Roan forced himself to focus, transcribing the notes with mechanical precision. For the sake of his "Grades-for-Racing" contract, he had to stay awake. He began sketching a complex diagram in his notebook. At a glance, it looked like a race car's chassis suspension; upon closer inspection, the nodes were labeled Subject, Predicate, Object.

Subject is the engine; it provides the power source.

Predicate is the driveshaft; it determines the direction of output.

Object is the tires...

Roan frowned at a particularly convoluted sentence on the board. He drew a sharp 'X' over his diagram and scrawled a single word next to it: Understeer.

The sentence structure was flawed. Like a poorly tuned chassis, it was fighting the turn. It lacked downpressure. His current mood, he diagnosed, was a direct result of a dopamine deficit in the brain.

The cure was simple: let the mind run.

He activated the Mind Palace. His vision pierced through the blackboard, the perspective drifting out to perform a reverse-engineering scan of the L-shaped school building. The right-angle corners of the hallway were fitted with mental curbs, transforming them into high-speed apexes. The crowded students became mobile obstacles. The long, steep central staircase became the Eau Rouge of Spa-Francorchamps.

If I can't drive a real car, I'll lap the school.

The bell rang for the break. Students surged toward the snack shop like a school of sardines. Roan didn't move. He stood by the railing at the end of the corridor—a visual blind spot. To a casual observer, he was just looking at the view.

But up close, his posture was bizarre.

He pressed the side of his forehead against the cold stainless steel railing, his body leaning at a rigid 60-degree angle to the floor. His feet were planted, the veins in his neck bulging like coiled snakes.

Hell Week Protocol: Isometric Neck Resistance.

If there was no G-force to punish his neck, he would manufacture his own. The steel was cold, mimicking the feel of a roll cage.

Two girls walked by, whispering and throwing him eccentric looks. They hadn't been at Zack's party; they didn't know about his "Keyboard Legend" status. To them, the quiet, top-tier student was becoming a total freak. Yesterday he was sleeping in class; today he was trying to dent the railings with his skull.

Roan's eyes remained unfocused. His Mind Palace was busy sampling the training data. In this state, the judgment of others was just background noise—advertising hoardings outside the track limits. To reach F4 in three months, every minute in this corridor had to be converted into a hundredth of a second on the track.

A wide shadow suddenly blocked him from the crowd.

Zack stood there with two cans of Coke, his back to Roan, gesturing wildly as if talking to thin air. "Bro, you have no idea!
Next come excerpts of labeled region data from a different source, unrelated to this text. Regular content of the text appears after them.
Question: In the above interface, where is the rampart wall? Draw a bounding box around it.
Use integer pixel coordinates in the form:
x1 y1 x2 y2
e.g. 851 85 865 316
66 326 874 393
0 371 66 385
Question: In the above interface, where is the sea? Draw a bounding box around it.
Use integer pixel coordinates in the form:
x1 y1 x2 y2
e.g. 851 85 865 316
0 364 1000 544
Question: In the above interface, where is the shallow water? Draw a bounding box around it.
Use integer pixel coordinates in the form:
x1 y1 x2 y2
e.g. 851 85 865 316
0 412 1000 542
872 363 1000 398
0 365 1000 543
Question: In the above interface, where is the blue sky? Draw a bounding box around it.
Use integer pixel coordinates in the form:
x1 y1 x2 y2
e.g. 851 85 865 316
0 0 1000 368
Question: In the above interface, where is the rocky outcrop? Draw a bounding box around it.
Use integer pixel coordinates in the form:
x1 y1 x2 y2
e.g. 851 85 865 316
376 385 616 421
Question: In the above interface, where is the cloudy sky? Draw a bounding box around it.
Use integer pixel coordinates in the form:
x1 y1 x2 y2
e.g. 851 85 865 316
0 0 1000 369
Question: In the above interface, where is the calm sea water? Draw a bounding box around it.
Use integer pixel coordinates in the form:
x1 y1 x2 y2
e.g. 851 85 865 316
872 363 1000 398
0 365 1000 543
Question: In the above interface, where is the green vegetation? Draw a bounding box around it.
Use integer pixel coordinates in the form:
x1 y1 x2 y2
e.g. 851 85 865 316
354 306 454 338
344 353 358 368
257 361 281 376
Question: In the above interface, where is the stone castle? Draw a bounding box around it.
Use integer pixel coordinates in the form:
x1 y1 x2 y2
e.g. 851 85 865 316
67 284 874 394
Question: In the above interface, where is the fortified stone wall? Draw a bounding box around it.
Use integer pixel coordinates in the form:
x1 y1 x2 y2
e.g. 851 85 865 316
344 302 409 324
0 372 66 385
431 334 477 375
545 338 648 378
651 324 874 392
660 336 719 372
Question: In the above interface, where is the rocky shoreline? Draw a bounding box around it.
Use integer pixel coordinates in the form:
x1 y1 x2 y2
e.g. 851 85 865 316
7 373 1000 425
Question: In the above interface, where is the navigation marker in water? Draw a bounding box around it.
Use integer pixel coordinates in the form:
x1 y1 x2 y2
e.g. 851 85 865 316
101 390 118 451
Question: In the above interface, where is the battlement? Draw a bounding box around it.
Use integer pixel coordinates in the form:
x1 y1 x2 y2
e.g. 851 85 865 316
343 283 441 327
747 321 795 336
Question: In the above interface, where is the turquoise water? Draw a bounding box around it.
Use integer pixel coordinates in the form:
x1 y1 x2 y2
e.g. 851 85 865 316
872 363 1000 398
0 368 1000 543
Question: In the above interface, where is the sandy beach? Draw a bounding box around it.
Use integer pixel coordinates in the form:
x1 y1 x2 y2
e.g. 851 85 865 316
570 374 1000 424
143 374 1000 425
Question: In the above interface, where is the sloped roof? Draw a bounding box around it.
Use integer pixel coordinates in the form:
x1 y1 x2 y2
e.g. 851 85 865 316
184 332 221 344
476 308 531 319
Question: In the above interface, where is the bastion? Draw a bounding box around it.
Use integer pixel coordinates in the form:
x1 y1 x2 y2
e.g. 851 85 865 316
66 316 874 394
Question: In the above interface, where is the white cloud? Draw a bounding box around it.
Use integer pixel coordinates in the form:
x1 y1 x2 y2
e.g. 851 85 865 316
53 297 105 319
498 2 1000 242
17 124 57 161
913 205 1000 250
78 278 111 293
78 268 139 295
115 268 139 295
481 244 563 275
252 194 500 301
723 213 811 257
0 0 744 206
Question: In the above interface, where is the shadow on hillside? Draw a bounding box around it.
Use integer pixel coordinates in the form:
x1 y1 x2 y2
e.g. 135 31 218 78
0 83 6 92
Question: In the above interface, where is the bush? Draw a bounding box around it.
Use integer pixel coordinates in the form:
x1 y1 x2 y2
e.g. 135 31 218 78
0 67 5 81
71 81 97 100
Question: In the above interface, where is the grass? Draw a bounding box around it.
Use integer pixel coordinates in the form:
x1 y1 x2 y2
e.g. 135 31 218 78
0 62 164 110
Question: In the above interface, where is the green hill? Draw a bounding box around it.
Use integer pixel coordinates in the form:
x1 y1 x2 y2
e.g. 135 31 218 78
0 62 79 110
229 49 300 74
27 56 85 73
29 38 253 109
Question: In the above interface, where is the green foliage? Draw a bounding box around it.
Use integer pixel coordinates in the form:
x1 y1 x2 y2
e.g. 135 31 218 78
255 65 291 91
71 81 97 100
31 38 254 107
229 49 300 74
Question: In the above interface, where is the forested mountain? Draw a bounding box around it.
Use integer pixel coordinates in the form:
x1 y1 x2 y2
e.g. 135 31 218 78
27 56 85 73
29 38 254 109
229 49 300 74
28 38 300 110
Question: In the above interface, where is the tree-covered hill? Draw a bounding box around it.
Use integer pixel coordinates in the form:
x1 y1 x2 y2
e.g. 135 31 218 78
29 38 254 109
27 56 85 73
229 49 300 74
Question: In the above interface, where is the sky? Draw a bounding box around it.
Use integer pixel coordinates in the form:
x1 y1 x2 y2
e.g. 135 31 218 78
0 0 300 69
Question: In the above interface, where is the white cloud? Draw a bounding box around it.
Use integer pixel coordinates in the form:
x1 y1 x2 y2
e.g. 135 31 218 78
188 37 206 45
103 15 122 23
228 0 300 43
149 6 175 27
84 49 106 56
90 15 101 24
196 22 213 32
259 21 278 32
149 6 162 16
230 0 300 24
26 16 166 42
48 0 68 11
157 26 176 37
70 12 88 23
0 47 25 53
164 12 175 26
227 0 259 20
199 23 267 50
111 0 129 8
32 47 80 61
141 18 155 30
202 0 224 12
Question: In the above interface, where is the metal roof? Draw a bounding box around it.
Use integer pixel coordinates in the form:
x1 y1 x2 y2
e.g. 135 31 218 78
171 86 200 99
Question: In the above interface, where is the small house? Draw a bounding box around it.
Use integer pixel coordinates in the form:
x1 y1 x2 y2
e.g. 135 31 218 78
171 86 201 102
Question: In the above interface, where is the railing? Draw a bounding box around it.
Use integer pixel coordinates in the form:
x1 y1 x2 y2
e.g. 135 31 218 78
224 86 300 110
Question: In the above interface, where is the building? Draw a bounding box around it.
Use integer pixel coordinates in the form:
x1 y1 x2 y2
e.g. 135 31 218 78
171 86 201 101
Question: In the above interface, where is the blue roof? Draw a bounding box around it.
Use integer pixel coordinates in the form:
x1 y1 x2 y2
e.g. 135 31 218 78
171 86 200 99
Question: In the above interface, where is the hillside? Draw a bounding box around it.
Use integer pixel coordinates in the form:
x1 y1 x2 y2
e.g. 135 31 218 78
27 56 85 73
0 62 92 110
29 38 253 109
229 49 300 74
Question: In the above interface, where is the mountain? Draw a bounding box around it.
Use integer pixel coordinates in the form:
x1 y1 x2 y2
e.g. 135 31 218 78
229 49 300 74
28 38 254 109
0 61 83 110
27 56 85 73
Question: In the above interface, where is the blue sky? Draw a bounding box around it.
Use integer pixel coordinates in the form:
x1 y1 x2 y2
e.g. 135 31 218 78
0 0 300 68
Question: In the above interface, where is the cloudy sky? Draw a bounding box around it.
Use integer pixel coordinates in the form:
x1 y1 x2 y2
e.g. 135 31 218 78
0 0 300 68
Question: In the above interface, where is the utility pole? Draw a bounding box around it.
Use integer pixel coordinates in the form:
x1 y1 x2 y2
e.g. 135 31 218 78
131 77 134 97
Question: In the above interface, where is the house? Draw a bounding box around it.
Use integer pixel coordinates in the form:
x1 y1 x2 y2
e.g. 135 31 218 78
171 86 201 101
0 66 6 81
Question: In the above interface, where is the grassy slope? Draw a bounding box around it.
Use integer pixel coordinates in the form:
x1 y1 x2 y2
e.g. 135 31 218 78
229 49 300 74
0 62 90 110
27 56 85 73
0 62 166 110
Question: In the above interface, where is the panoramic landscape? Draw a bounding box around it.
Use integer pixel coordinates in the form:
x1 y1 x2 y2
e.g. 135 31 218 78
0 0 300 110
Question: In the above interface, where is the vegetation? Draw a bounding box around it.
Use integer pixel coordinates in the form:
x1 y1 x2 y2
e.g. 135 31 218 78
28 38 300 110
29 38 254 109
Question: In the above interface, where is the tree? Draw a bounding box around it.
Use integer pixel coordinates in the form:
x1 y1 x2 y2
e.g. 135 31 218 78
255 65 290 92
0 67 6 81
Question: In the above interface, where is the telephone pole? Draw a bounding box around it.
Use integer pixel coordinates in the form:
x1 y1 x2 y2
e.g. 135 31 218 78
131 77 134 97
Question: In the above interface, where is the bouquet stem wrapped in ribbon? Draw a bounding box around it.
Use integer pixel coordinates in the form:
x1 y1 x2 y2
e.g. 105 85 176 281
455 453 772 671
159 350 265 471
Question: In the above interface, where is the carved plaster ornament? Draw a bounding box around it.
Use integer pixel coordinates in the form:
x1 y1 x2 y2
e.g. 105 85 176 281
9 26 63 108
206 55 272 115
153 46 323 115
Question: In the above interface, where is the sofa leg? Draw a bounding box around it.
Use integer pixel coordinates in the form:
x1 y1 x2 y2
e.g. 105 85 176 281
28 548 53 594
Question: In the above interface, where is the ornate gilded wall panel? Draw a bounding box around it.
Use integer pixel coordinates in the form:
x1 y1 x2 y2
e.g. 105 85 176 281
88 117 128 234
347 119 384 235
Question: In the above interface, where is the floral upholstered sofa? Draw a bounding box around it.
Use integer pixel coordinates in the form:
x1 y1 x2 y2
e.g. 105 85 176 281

My Yasuo in last night's ranked match... I was literally gliding through them!"

He was using his XXL-sized uniform as a human wall, shielding Roan from the questioning gaze of the dean walking by. It was a silent, practiced coordination.

"Take five, Legend," Zack hissed, pressing a cold can against Roan's burning neck. "You look like you've got a permanent cramp. Save your energy. The 'Big Cargo' arrives tonight."

Roan straightened up, reaching his limit. He took the can and popped the tab. Clack.

"What cargo?" Roan wiped the sweat from his brow.

Zack let out a mischievous, knowing grin—the look of a man who possessed classified technology. He patted Roan's stiff shoulder. "You'll see. We're a factory team now. We can't have our lead driver training his neck on a public railing."

The curriculum at an elite private school was flexible. Most students weren't grinding for the national exams; their "tracks" were already paved with family money.

5:30 PM. The final bell echoed.

Zack led Roan to the basement level of the school gymnasium—a forgotten zone filled with dusty gymnastics mats and broken ball nets. It was a place where even couples looking for privacy avoided due to the rumored scent of damp rot. The sound-activated lights were flickering, casting long, uneven shadows.

"In here," Zack said, stopping before a heavy security door that had been wiped clean of dust.

He pulled a gleaming brass key from his pocket—clearly a new duplicate. He slid it into the lock.

Click.

The mechanism turned with a satisfying, high-end resonance. Zack took a deep breath and threw the door open.